Lubumbashi : les Cliniques universitaires traduites en justice pour homicide volontaire

La famille d’une malade décédée le 29 décembre dernier aux Cliniques universitaires de Lubumbashi a traduit ce lundi matin ces dernières en justice, devant le Procureur de la République près le Parquet de grande instance de Lubumbashi. Les Cliniques sont accusées d’homicide volontaire de Bintu Kaseya, décédée, des suites d’une forte hémorragie. Ces accusations sont rejetées par le médecin directeur de cette formation de santé.

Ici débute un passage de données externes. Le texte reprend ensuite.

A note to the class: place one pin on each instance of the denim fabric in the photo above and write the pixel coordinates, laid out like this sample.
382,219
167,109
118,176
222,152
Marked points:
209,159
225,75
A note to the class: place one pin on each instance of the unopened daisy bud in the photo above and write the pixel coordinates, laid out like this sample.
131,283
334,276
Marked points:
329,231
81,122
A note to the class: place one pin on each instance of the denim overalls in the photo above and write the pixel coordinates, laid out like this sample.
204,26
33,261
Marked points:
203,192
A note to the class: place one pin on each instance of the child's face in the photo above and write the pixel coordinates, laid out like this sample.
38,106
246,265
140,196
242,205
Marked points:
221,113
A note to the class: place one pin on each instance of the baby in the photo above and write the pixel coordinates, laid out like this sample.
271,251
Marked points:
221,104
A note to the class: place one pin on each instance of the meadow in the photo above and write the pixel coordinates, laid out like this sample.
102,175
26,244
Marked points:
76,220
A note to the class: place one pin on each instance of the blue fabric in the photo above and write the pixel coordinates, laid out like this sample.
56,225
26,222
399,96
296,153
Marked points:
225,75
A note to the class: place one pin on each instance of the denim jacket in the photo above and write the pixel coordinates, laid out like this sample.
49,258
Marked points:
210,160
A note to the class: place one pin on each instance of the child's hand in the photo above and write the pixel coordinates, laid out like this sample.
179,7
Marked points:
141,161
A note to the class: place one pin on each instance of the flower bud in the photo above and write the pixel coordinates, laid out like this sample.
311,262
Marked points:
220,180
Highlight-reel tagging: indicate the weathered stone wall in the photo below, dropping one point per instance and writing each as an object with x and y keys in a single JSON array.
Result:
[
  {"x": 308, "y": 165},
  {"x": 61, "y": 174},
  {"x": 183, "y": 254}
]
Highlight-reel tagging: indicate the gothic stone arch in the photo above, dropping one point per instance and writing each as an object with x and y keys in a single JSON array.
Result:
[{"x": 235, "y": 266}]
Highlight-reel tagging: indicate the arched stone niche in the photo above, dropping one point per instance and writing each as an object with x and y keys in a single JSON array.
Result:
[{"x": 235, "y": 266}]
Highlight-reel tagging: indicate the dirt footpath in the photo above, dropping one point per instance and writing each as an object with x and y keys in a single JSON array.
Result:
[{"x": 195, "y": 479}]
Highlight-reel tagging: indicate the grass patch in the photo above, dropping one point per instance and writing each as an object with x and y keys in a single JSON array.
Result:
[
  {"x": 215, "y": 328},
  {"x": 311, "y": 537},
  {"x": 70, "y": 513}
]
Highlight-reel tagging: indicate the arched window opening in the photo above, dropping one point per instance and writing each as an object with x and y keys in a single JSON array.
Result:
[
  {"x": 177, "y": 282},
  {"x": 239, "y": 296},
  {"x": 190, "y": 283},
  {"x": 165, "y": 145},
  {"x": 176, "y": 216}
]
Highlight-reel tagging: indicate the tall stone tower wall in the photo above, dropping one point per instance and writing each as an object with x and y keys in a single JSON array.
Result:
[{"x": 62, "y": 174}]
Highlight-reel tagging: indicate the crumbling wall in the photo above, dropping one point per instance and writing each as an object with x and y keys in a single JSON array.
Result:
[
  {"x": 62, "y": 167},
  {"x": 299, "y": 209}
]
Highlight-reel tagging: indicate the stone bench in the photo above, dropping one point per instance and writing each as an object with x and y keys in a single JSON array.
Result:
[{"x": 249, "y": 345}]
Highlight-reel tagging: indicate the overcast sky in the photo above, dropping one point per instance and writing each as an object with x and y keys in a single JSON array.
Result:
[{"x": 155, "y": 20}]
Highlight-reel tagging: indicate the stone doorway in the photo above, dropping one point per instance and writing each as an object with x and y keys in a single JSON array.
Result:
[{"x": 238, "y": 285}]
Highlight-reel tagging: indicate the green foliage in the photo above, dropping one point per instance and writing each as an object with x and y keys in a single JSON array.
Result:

La famille de la défunte se plaint aussi de l’arrestation « arbitraire » de ses 25 membres après une perquisition à domicile par les éléments de l’Agence nationale de renseignements, rapporte radiookapi.net

La plainte a été déposée devant le Procureur de la République, avec copie pour information au Gouverneur de province, à la Police et aux associations de défense des droits de l’homme. Le premier chef d’accusation concerne l’homicide volontaire. M. Kaseya, père de la défunte, explique : « J’accuse les Cliniques universitaires pour avoir administré à ma fille deux ampoules, Valium, lorsqu’elle avait présenté l’hémorragie. Je retiens l’infraction d’homicide volontaire ». Le docteur Kenge, médecin directeur des cliniques universitaires de Lubumbashi, balaie du revers de la main cette accusation : « Lorsque nous avons parcouru la fiche de la patiente défunte, nous n’avons pas trouvé de traces où elle a reçu du Valium. On a essayé de disperser quelque peu la famille en les envoyant chercher le produit. » rnLa famille Kaseya se plaint également de ce qu’elle appelle « arrestation arbitraire » et violence de la part des agents de l’Agence nationale de renseignements, ANR. Quinze agents armés et sans mandat ont perquisitionné la maison, le samedi dernier, et arrêté vingt-cinq membres de famille, y compris des enfants. Cinq personnes dont deux femmes et trois hommes sont encore détenues au cachot de l’ANR. Contactées à ce sujet, les sources de l’ANR affirment avoir agi dans le cadre de l’enquête. Elles promettent de transférer ces détenus à la justice, ce lundi même.